In 2004, just one year after her ha taew, Angelina Jolie looked Ajahn Noo up again to have a second tattoo. This time, it was a Bengal tiger on her lower back.
This time round, Angelina Jolie insisted on no media coverage during the process and she paid him.
Angelina Jolie’s sak yant created not just awareness but also respect for the art form amongst Westernetrs. The ha taew is now one of the most popular tattoos amongst female entertainers in both the East and the West. While many Thais and non-Thais believe that there is really magic in these tattoos, most educated monks believe that they are merely walking placebos and other scientifically explainable instances of “mind over matter”.
Closet Rebels & Hidden Tattoos
Walk down Shenton Way or Raffles Place during the heat of the day and you’ll see hordes of prim and proper office workers waiting for the traffic lights to change, politely queuing for food, conversing in jargon-filled English and Singlish.
Shirts, ties, heels, designer dresses and laptop bags, this is a white collar territory. But very often, when a blouse or dress is pulled aside, when loud heels draw your attention to the ankles of their owners, you may spot a tattoo, an incongruent image or stain if you will, on a proverbial white collar.

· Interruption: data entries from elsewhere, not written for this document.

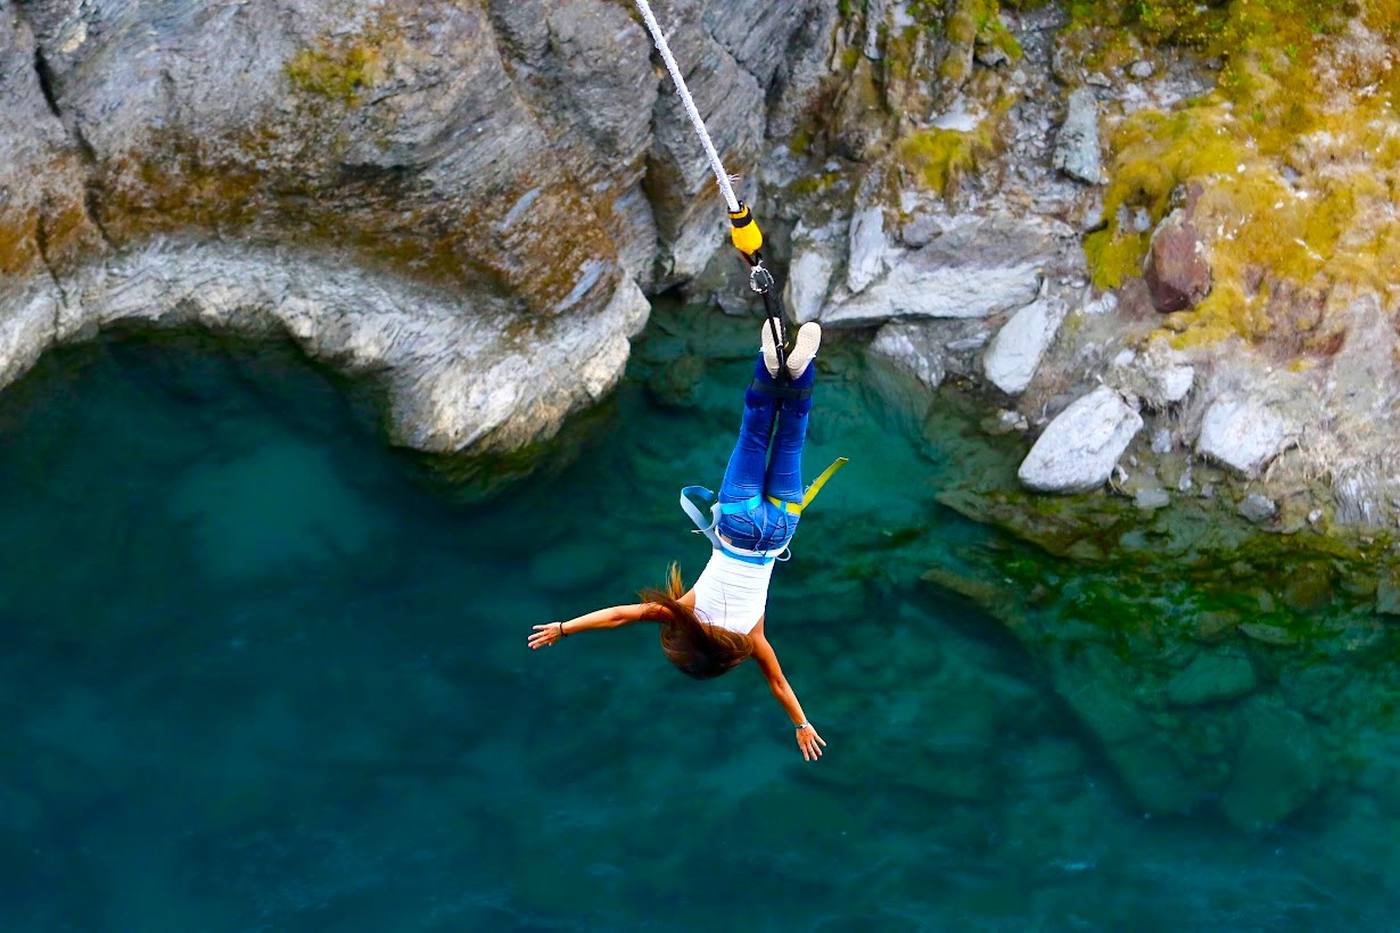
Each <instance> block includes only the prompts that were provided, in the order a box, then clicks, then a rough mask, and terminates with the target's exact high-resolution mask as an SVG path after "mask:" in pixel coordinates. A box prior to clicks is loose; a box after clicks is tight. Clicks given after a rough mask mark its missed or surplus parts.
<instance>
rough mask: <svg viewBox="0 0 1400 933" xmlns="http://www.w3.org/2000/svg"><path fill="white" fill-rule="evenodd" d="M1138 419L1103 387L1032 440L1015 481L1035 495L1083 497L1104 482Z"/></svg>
mask: <svg viewBox="0 0 1400 933" xmlns="http://www.w3.org/2000/svg"><path fill="white" fill-rule="evenodd" d="M1141 429H1142V416H1141V415H1138V413H1137V412H1135V410H1133V408H1130V406H1128V405H1127V403H1126V402H1124V401H1123V398H1121V396H1120V395H1119V394H1117V392H1114V391H1113V389H1110V388H1109V387H1106V385H1100V387H1099V388H1096V389H1093V391H1092V392H1089V394H1088V395H1085V396H1084V398H1081V399H1078V401H1075V402H1074V403H1072V405H1070V408H1067V409H1064V410H1063V412H1061V413H1060V415H1058V416H1057V417H1056V419H1054V420H1053V422H1050V424H1049V426H1047V427H1046V430H1044V433H1043V434H1040V437H1039V438H1037V440H1036V443H1035V445H1033V447H1032V448H1030V452H1029V454H1026V458H1025V459H1023V461H1022V464H1021V468H1019V469H1018V471H1016V476H1018V478H1019V479H1021V482H1022V483H1025V485H1026V486H1029V488H1030V489H1037V490H1040V492H1057V493H1072V492H1088V490H1091V489H1098V488H1099V486H1102V485H1103V483H1106V482H1107V479H1109V476H1110V475H1112V474H1113V468H1114V466H1116V465H1117V462H1119V458H1120V457H1123V451H1126V450H1127V445H1128V443H1130V441H1131V440H1133V437H1134V436H1135V434H1137V433H1138V431H1140V430H1141Z"/></svg>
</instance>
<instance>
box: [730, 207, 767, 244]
mask: <svg viewBox="0 0 1400 933" xmlns="http://www.w3.org/2000/svg"><path fill="white" fill-rule="evenodd" d="M729 240H731V241H732V242H734V248H735V249H738V251H739V252H742V254H743V255H745V256H752V255H753V254H756V252H757V251H759V249H762V248H763V231H762V230H759V221H756V220H755V219H753V212H752V210H749V206H748V205H745V203H743V202H742V200H741V202H739V209H738V210H731V212H729Z"/></svg>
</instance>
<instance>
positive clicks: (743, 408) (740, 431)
mask: <svg viewBox="0 0 1400 933" xmlns="http://www.w3.org/2000/svg"><path fill="white" fill-rule="evenodd" d="M753 378H756V380H759V381H762V382H773V377H771V375H769V370H767V367H764V366H763V354H762V353H760V354H759V360H757V364H756V367H755V375H753ZM777 409H778V405H777V399H776V398H773V396H771V395H764V394H763V392H756V391H753V388H752V387H750V388H748V389H745V392H743V419H742V420H741V422H739V438H738V441H735V444H734V452H732V454H729V465H728V466H725V469H724V482H722V483H721V485H720V502H743V500H745V499H750V497H753V496H756V495H759V493H762V492H763V472H764V468H766V465H767V459H769V438H770V437H771V436H773V419H774V416H776V415H777Z"/></svg>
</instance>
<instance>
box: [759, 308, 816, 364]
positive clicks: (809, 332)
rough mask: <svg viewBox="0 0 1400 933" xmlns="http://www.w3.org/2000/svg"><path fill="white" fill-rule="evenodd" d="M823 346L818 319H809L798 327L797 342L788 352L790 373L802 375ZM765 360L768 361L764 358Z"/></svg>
mask: <svg viewBox="0 0 1400 933" xmlns="http://www.w3.org/2000/svg"><path fill="white" fill-rule="evenodd" d="M819 346H822V325H820V324H818V322H816V321H808V322H806V324H804V325H802V326H799V328H798V329H797V342H795V343H794V345H792V349H791V352H788V373H791V375H792V378H797V377H799V375H802V373H805V371H806V367H808V366H811V364H812V359H813V357H816V349H818V347H819ZM764 361H767V360H766V359H764Z"/></svg>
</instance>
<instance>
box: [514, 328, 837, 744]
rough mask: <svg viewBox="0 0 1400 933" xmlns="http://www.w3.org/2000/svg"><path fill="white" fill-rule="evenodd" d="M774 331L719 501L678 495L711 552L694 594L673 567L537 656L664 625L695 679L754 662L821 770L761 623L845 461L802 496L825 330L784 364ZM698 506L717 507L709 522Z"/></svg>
mask: <svg viewBox="0 0 1400 933" xmlns="http://www.w3.org/2000/svg"><path fill="white" fill-rule="evenodd" d="M774 331H777V325H776V322H774V321H769V322H767V324H764V326H763V336H762V350H760V353H759V359H757V363H756V366H755V374H753V382H752V384H750V385H749V387H748V389H746V391H745V394H743V417H742V420H741V422H739V437H738V441H736V443H735V445H734V452H732V454H731V455H729V464H728V466H727V468H725V471H724V482H722V483H721V486H720V495H718V497H715V496H714V493H711V492H710V490H708V489H703V488H700V486H687V488H686V489H683V490H682V495H680V503H682V507H685V510H686V513H687V514H689V516H690V517H692V520H694V523H696V525H697V527H699V530H700V531H701V532H703V534H704V535H706V537H707V538H710V544H711V548H713V549H711V552H710V562H708V563H707V565H706V569H704V572H703V573H701V574H700V579H699V580H696V584H694V587H693V588H690V590H689V591H687V590H686V588H685V586H683V584H682V581H680V570H679V567H678V566H676V565H675V563H672V565H671V572H669V574H668V580H666V587H665V588H664V590H648V591H644V593H643V594H641V602H636V604H631V605H615V607H610V608H606V609H598V611H595V612H589V614H587V615H580V616H577V618H573V619H568V621H566V622H549V623H545V625H536V626H533V628H535V630H533V633H532V635H531V636H529V647H531V649H542V647H546V646H550V644H554V643H556V642H559V640H560V639H563V637H567V636H571V635H577V633H580V632H588V630H592V629H616V628H619V626H623V625H631V623H633V622H657V623H659V625H661V649H662V650H664V651H665V653H666V658H669V660H671V663H672V664H675V665H676V667H678V668H680V671H683V672H685V674H687V675H690V677H693V678H696V679H708V678H713V677H720V675H721V674H725V672H728V671H729V670H732V668H735V667H736V665H738V664H741V663H743V661H745V660H746V658H749V657H752V658H753V660H755V661H757V664H759V670H760V671H762V672H763V677H764V679H767V684H769V688H770V689H771V691H773V696H776V698H777V700H778V703H781V705H783V709H784V710H785V712H787V714H788V716H790V717H791V719H792V723H794V724H795V727H797V744H798V748H801V749H802V758H804V759H805V761H815V759H818V758H820V756H822V747H823V745H826V741H825V740H823V738H822V737H820V735H818V733H816V730H815V728H813V727H812V724H811V723H809V721H808V720H806V714H805V713H804V712H802V705H801V703H799V702H798V699H797V693H794V692H792V686H791V685H790V684H788V682H787V678H785V677H783V668H781V665H780V664H778V658H777V654H776V653H774V651H773V646H771V644H770V643H769V639H767V636H766V635H764V632H763V616H764V607H766V604H767V594H769V580H770V579H771V576H773V565H774V563H776V562H777V560H783V559H785V558H784V552H787V549H788V544H790V542H791V541H792V535H794V532H795V531H797V524H798V520H799V518H801V514H802V507H804V506H805V504H806V503H809V502H811V500H812V497H813V496H815V495H816V493H818V490H819V489H820V488H822V485H823V483H825V482H826V479H829V478H830V475H832V474H834V472H836V469H839V468H840V466H841V465H843V464H844V462H846V461H844V458H843V459H837V461H836V462H834V464H832V466H829V468H827V469H826V472H825V474H822V476H820V478H819V479H818V481H816V482H813V483H812V486H811V488H809V489H808V490H806V492H805V493H804V489H802V445H804V443H805V440H806V423H808V417H809V413H811V410H812V384H813V381H815V378H816V371H815V370H816V367H815V366H813V363H812V360H813V357H815V356H816V350H818V347H819V346H820V342H822V328H820V326H819V325H818V324H816V322H809V324H804V325H802V326H801V329H799V331H798V335H797V340H795V342H794V346H792V349H791V350H790V352H788V353H787V354H785V359H784V354H781V353H780V349H778V347H780V343H778V339H776V335H774ZM778 336H780V335H778ZM694 497H699V499H701V500H704V502H707V503H711V506H710V520H708V521H706V516H704V513H701V511H700V509H699V507H697V506H696V504H694V502H693V499H694Z"/></svg>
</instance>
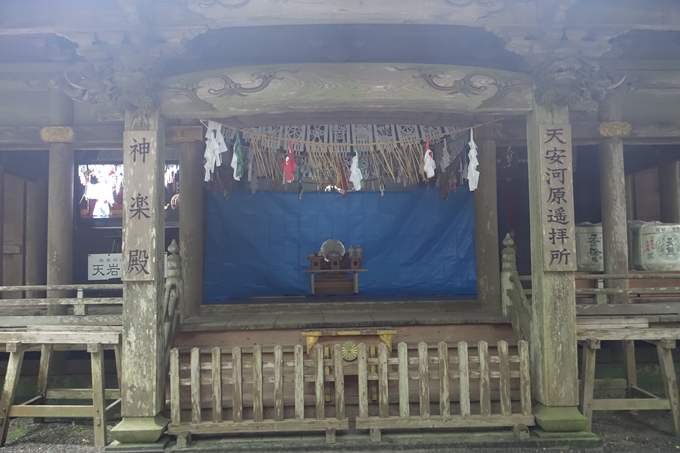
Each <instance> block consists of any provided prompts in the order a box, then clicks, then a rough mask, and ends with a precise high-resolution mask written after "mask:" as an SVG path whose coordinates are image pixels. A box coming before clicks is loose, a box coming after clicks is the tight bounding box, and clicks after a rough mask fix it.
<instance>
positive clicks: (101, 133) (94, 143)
mask: <svg viewBox="0 0 680 453" xmlns="http://www.w3.org/2000/svg"><path fill="white" fill-rule="evenodd" d="M191 141H199V142H200V141H203V128H202V126H171V127H167V128H166V132H165V143H166V146H167V147H170V148H173V147H177V146H178V144H179V143H182V142H191ZM54 142H56V143H72V144H73V146H74V147H75V148H81V149H82V148H89V149H97V148H100V149H111V148H114V149H115V148H121V147H122V146H123V125H122V124H121V125H118V124H106V125H96V126H72V127H68V126H49V127H35V126H29V127H14V126H4V127H0V150H8V151H9V150H17V151H20V150H41V149H47V144H48V143H54Z"/></svg>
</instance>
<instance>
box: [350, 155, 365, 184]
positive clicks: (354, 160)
mask: <svg viewBox="0 0 680 453" xmlns="http://www.w3.org/2000/svg"><path fill="white" fill-rule="evenodd" d="M349 180H350V181H351V182H352V184H353V185H354V190H361V189H363V188H364V174H363V173H362V172H361V159H360V158H359V152H358V151H356V150H355V152H354V157H353V158H352V167H351V168H350V174H349Z"/></svg>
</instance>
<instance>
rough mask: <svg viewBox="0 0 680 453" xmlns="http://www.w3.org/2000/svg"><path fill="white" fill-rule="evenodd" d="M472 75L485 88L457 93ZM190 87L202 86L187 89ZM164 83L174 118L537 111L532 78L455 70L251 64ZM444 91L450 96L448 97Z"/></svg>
mask: <svg viewBox="0 0 680 453" xmlns="http://www.w3.org/2000/svg"><path fill="white" fill-rule="evenodd" d="M430 71H431V72H432V73H433V74H436V75H435V76H434V77H433V78H432V79H431V81H430V82H429V81H427V80H428V79H427V77H429V75H425V77H423V76H421V74H426V73H429V72H430ZM254 74H255V75H254ZM258 74H262V75H261V76H260V75H258ZM269 74H272V76H273V77H272V76H270V75H269ZM465 77H470V79H471V80H472V82H473V83H474V84H475V86H484V87H486V88H484V89H476V90H475V89H473V90H469V91H467V92H463V91H462V90H457V89H455V88H454V84H455V83H456V81H459V80H462V79H463V78H465ZM188 81H191V85H192V86H194V87H195V88H189V89H187V86H188V84H187V82H188ZM231 81H233V82H236V83H239V84H241V86H240V87H239V88H237V89H236V90H234V88H233V87H230V86H229V85H228V84H229V83H232V82H231ZM430 83H433V84H436V85H437V86H440V87H444V88H443V89H440V88H435V87H434V86H431V85H430ZM458 83H460V82H458ZM161 85H162V89H161V112H162V113H163V115H164V116H165V117H168V118H178V117H182V118H187V117H192V116H193V115H198V117H200V116H205V115H206V114H209V115H211V116H219V117H220V118H229V117H234V116H248V115H256V114H262V113H274V112H276V113H285V112H294V111H301V110H304V111H305V112H306V113H307V114H310V113H314V112H343V111H355V110H362V111H364V112H373V113H381V112H383V111H385V110H386V109H388V110H389V109H391V110H397V111H400V112H412V113H417V114H420V112H423V111H427V112H437V113H460V112H474V111H483V112H499V113H500V112H502V113H508V114H522V113H526V112H528V111H529V110H530V108H531V105H530V101H531V93H530V88H531V84H530V82H529V79H528V78H527V77H526V76H525V75H522V74H517V73H510V72H506V71H498V70H490V69H479V68H469V67H464V66H451V65H427V66H423V65H410V64H395V65H385V64H381V63H362V64H353V63H344V64H342V65H338V64H323V63H318V64H296V65H282V66H279V67H277V68H275V69H273V70H272V68H271V66H269V67H267V68H263V67H257V66H248V67H238V68H224V69H216V70H210V71H204V72H198V73H192V74H183V75H181V76H175V77H171V78H168V79H164V80H163V81H162V83H161ZM241 87H242V88H241ZM243 89H250V90H252V91H251V92H248V91H243ZM395 91H398V92H399V93H400V94H399V96H398V97H396V96H394V95H393V94H392V93H393V92H395ZM442 91H445V92H446V93H447V96H442ZM236 94H238V95H236ZM194 117H196V116H194Z"/></svg>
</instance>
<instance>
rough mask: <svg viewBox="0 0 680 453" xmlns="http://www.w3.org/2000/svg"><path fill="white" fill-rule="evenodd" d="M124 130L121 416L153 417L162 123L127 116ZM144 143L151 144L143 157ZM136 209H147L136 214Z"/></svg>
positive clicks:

Why do it? Why hide it after doing it? There is often a story behind a tattoo. But for now, let’s take a closer look at the repressed Singaporean. As tattooing becomes more popular, it has become a way of expression.
Be it anger, frustration or just a statement, Shenton Way and Raffles Place executives are seeing tattooing as a way to express themselves secretly.
Jane is a 27-year-old executive in an MNC. She hates her job, hates her boss and doesn’t enjoy dealing with any of her company’s clients. She can’t quit her job as she has a mortgage to service and a car loan to repay. She goes clubbing and she drinks herself silly sometimes, but she instead of pinning her boss’s photo on the wall and throw darts at it, she chooses to tattoo her back.
The painful process distracts her from the pain in her work and every time she looks at her back in the bathroom mirror, she smiles, knowing that her boss would hate it or forbid it, but he doesn’t know about it. It’s her way of cheating on her tormentors and getting away with it.
Not every executive or professional who tattoos himself or herself and keeps the image hidden has the same reason for getting inked, but I suspect that though vanity plays a part, some see it as a way of getting back at the system which frowns upon tattoos.